Her schedule is hectic.

“One week it could just be a normal 8 a.m. to 5 p.m. Sometimes I’m here from 5 a.m. to 7 p.m. We had a Hindu wedding one time and I was here for almost three days straight,” she said.

Arft started at the agency as a volunteer when she was 12 years old. Today at 50, she calls what she does a labor of love at a place with a critical mission: To serve as many people in need as possible — from in-home personal care for the disabled to respite care and adult day care services. 

“You don’t work here for the paycheck,” she said. “You work here for the mission. You’re in the community to make sure people don’t go hungry. It’s more of a way of life, and there’s no way to track that.”

But come December, the council and mission-based nonprofits like it will have to track that. It used to be if workers made $23,660, then they were exempt from overtime pay. The federal government’s new salary threshold for overtime pay has nearly doubled to $47,476. In an industry where fundraising is king and long hours queen, nonprofit administrators are scrambling to figure out how they’ll comply with the new law.

“We have approximately 40 employees that right now are exempt. And with the changes, that will change to only approximately 10,” said Michele Bronson, who handles human resources at the Council on Aging. With an $8 million annual budget that funds services for 164,000 clients, Bronson said compliance is going to mean making some tough decisions about which employees, from case managers to grant writers, will receive a raise.

“The people who work here full time need to work full time. Either we pay overtime for all of those hours, we hire someone else to do that part, which costs money, or look at doing the increase in the salary so we won’t have to have this person go non-exempt,” she said.

Bronson has started asking employees log their hours, from when they are taking sporadic phone calls or checking email to when they are taking files home. With that data, she will analyze whether it’s worth paying overtime or coming up with creative incentives like flex time.

David Thompson with the National Council of Nonprofits said it doesn’t take much analysis to see this new law will put nonprofits across the country in hard place.

In a recent national survey, he found many nonprofits are bracing to pay overtime. 

“A third said that they’re going to have to reduce staff to make ends meet, and another third said they’re going to have to reduce services. To a nonprofit, reducing services is the absolute worst thing you could do,” he said.
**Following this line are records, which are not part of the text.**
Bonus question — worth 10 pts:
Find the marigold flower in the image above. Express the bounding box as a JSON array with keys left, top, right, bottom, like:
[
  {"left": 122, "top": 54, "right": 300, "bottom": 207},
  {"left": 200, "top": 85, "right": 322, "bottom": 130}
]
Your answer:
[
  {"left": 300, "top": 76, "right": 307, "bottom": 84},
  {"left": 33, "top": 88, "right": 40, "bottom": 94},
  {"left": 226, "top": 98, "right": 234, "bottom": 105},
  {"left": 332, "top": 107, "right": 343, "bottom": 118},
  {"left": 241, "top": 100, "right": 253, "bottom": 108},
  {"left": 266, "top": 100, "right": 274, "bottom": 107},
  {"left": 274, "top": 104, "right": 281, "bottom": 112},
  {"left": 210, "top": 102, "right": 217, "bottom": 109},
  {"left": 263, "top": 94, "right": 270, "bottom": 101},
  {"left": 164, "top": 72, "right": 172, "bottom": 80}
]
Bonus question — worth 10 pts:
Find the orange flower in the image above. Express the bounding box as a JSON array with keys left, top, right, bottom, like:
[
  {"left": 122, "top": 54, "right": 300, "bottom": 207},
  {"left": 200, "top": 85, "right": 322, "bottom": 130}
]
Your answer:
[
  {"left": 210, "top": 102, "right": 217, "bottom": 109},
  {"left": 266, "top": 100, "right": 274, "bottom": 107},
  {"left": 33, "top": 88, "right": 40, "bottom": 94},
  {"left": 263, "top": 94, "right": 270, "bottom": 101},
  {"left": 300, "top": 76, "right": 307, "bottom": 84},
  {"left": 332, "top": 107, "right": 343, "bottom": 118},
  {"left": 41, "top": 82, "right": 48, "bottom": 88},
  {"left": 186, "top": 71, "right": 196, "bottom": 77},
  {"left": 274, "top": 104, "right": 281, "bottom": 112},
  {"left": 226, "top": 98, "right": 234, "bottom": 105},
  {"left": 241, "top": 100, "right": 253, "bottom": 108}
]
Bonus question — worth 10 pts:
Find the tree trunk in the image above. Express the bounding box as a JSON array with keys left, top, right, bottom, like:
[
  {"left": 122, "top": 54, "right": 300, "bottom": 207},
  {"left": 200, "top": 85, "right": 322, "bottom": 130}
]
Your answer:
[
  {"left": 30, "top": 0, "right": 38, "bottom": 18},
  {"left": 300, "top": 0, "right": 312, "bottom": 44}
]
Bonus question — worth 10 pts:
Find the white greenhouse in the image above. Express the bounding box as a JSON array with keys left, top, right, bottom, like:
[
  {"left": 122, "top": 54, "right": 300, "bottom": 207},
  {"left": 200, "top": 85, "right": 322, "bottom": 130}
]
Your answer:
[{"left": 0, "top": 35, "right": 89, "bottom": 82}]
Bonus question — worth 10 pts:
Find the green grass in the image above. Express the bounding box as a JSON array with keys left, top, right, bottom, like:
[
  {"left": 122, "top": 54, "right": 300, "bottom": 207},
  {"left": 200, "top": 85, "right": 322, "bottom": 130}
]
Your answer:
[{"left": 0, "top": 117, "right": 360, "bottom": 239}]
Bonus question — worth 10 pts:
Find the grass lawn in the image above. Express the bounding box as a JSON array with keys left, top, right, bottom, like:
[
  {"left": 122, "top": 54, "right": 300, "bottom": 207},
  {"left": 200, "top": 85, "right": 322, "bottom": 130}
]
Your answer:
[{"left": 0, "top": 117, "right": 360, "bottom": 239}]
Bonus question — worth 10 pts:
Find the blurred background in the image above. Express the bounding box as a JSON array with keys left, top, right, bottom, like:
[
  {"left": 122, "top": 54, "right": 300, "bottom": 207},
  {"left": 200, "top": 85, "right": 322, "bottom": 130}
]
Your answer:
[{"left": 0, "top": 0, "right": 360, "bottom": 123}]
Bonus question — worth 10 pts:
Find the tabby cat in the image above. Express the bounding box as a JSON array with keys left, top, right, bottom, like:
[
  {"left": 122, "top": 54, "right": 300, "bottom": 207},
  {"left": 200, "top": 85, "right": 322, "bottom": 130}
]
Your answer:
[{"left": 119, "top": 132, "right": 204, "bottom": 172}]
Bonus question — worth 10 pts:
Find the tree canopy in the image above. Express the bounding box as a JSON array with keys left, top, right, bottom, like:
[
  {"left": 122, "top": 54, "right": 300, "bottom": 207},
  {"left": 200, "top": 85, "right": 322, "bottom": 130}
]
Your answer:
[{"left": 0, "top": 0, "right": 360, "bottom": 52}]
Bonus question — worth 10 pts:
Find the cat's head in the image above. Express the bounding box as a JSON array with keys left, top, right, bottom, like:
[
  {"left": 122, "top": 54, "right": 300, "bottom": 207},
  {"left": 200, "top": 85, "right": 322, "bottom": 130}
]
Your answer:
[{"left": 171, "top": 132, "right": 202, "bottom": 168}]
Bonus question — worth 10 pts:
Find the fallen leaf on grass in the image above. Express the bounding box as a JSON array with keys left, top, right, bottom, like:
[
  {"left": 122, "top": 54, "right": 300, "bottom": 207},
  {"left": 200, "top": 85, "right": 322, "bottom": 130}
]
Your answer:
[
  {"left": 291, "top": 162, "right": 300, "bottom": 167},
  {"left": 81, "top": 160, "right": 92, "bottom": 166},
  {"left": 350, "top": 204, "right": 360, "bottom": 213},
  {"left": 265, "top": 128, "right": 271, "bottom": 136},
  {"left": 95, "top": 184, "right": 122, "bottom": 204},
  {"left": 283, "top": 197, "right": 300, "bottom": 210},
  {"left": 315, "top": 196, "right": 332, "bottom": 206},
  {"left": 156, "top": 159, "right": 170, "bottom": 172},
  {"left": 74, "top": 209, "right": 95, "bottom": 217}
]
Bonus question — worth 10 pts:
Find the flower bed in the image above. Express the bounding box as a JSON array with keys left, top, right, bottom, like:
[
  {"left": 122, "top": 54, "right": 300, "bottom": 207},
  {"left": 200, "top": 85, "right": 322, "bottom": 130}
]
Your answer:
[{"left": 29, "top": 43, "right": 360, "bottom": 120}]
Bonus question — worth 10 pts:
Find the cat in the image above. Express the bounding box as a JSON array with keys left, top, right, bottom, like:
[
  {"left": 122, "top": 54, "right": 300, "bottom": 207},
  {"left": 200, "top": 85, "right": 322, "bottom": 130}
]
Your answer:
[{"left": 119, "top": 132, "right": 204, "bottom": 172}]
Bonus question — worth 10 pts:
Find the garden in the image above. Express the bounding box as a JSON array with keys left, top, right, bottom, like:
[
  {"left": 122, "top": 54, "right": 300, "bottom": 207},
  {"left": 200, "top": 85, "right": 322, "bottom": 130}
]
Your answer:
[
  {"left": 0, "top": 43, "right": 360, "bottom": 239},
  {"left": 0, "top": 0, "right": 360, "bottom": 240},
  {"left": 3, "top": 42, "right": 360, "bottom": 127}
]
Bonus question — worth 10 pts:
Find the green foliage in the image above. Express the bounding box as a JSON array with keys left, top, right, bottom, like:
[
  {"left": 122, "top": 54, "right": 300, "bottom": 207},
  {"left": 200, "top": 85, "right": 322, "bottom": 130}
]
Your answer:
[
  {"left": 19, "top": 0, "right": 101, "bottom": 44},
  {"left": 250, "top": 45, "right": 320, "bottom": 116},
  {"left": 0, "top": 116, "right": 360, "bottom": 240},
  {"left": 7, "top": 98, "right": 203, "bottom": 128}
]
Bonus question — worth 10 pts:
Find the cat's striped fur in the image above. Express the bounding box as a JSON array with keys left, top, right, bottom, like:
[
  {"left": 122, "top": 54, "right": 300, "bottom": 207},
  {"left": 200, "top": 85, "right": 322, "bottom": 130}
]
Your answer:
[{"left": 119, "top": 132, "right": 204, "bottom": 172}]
But national workers’ rights groups like Jobs With Justice, also a nonprofit, point out one thing that they say is worse: employee burnout. 

“That leads to turnover. That leads to people leaving,” said Michael Wasser, a labor policy analyst for the organization. “For many nonprofits, it’s the people who work for them that are their value add, and making sure that they can go home and recharge can have long-term sustaining benefits, because you don’t have to go out and recruit, train up, rebuild that knowledge.”

For Mark Neuberger, employment attorney at Foley & Lardner LLP, both nonprofits and for-profits have to adapt to changes in the workforce. It’s not what it was back in the 1930s. 

The law was passed at a time when men — and I mean men — went to work, and if the man wore a white shirt, they didn’t get overtime. And if they wore a blue shirt, they punched the clock and got overtime. Life today is not nearly so simple,” he said.

His biggest advice for nonprofits is to do what they do best: Get creative.